By Erica Verrillo
“I don’t have the strength to organise care for myself, so I am just struggling through doing what little I can. I manage to wash or bath about twice a month. My house is filthy and I am smelly. My meals are limited to the most simple, mostly microwave ready meals. At times this makes me suicidal.”
Close to Collapse, a report, based on findings from a survey carried out by the UK charity Action for M.E., shows a shocking lack of social care for adults in the UK with ME/CFS. A total of 850 patients took part in the survey.
The report showed that while a staggering 97% of respondents experienced two or more difficulties with daily living, only 16% had received social care assessments, and only 6% had been awarded a care package to help them with daily living.
Patients reported that a number of barriers prevented them from getting the help they needed.
lack of clear information about social care process and entitlements (58% of respondents)
cognitive and communication difficulties preventing engagement with social care processes (47% of respondents)
social care processes ill-adjusted to the very poor stamina of people with ME/CFS
misunderstanding, misinformation and stigma surrounding the label of ME/CFS acted as a deterrent to asking for help for 38% of respondents and was also perceived to affect the fairness of assessments and the type of support provided.
Common sources of misunderstanding were the perception that ME/CFS is a common form of fatigue that best remedied through exercise, which meant care needs were not taken seriously, a lack of understanding of fluctuating needs and post-exertional malaise and the misdiagnosis of primary depression. According to one patient:
“The community service worker mistook my cognitive symptoms for depression or anxiety. She told my consultant that I was afraid of activities of daily living. It was recommended I see a psychiatrist and I was questioned under guidelines of Mental Health Act and I thought I was about to lose my freedom.”
It was clear from the comments made by respondents that service providers relied on the PACE trial for much of their information. (The PACE trial concluded that exercise could lead ME/CFS patients to “recovery.”) One patient reported:
“The social worker said I should go swimming every week and do more exercise, even though she could see I couldn’t even stand up without falling onto the floor and my legs were going into visible spasms on that day.”

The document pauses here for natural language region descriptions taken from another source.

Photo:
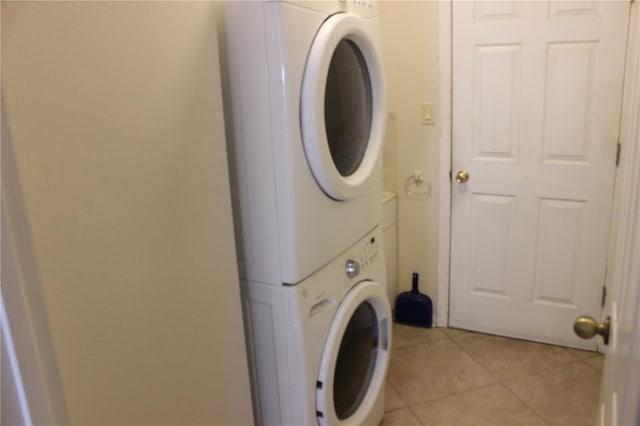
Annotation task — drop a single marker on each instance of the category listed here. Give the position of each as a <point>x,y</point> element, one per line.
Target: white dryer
<point>305,119</point>
<point>321,348</point>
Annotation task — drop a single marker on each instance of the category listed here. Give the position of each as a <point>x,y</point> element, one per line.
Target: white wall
<point>117,204</point>
<point>409,50</point>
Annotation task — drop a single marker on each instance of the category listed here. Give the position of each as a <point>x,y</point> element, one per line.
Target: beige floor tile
<point>392,400</point>
<point>507,358</point>
<point>596,362</point>
<point>566,395</point>
<point>453,331</point>
<point>404,417</point>
<point>434,370</point>
<point>406,335</point>
<point>492,405</point>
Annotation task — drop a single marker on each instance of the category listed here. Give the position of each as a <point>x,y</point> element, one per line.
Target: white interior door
<point>536,105</point>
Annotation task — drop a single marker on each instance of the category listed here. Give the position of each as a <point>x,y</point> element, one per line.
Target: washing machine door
<point>353,369</point>
<point>343,105</point>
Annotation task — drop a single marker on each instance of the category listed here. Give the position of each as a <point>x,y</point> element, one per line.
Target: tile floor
<point>446,377</point>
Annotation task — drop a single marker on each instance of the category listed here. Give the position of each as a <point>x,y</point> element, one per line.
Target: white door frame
<point>445,142</point>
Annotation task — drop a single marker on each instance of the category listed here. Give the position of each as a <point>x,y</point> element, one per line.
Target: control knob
<point>352,268</point>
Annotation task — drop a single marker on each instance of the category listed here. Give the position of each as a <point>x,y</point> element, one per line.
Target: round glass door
<point>356,361</point>
<point>347,107</point>
<point>355,358</point>
<point>343,107</point>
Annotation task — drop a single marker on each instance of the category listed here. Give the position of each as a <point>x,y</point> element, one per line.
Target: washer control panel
<point>363,258</point>
<point>352,268</point>
<point>364,8</point>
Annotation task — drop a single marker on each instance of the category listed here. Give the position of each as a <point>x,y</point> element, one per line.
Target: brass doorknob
<point>587,327</point>
<point>462,176</point>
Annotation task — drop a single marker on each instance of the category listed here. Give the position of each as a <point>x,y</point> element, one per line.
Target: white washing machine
<point>322,347</point>
<point>305,113</point>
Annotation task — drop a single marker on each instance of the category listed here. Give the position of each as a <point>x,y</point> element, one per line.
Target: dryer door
<point>353,369</point>
<point>343,105</point>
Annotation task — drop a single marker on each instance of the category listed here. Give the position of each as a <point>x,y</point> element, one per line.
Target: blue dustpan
<point>413,307</point>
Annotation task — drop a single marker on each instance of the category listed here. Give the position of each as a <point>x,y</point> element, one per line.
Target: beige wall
<point>409,50</point>
<point>115,139</point>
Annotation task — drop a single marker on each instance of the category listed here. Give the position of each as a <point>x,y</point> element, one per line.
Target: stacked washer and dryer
<point>306,127</point>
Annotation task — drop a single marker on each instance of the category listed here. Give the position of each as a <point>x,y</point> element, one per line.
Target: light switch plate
<point>427,114</point>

While most of the respondents said their situation would be “a little better” (25%) or “a lot better” (50%) if they had someone to represent them, patients had very little access to representation. Four out of five (80%) of the respondents said they had not contacted an advocate.
Action for ME called for better representation for people with ME/CFS, describing the need as “acute and urgent.”
“There’s overwhelming evidence that the majority of people with M.E./CFS are not receiving the social care and support to which they are entitled,” wrote Sir Peter Bottomley, Chair of the All Party Parliamentary Group on ME. “It’s also clear from the results that, for the small number who do receive personalized and appropriate support, the benefits can be significant. However, better access to advocacy is needed to facilitate their involvement in social care processes.”
Action for ME intends to follow up their report with a formal inquiry supported by the All-Party Parliamentary Group for ME. They will gather further evidence of the “challenges that people with M.E./CFS experience in accessing social care and receiving the right support for their needs.” The inquiry will also identify examples of best practice, and constitute a “call for changes to improve the lives of everyone affected by ME/CFS.”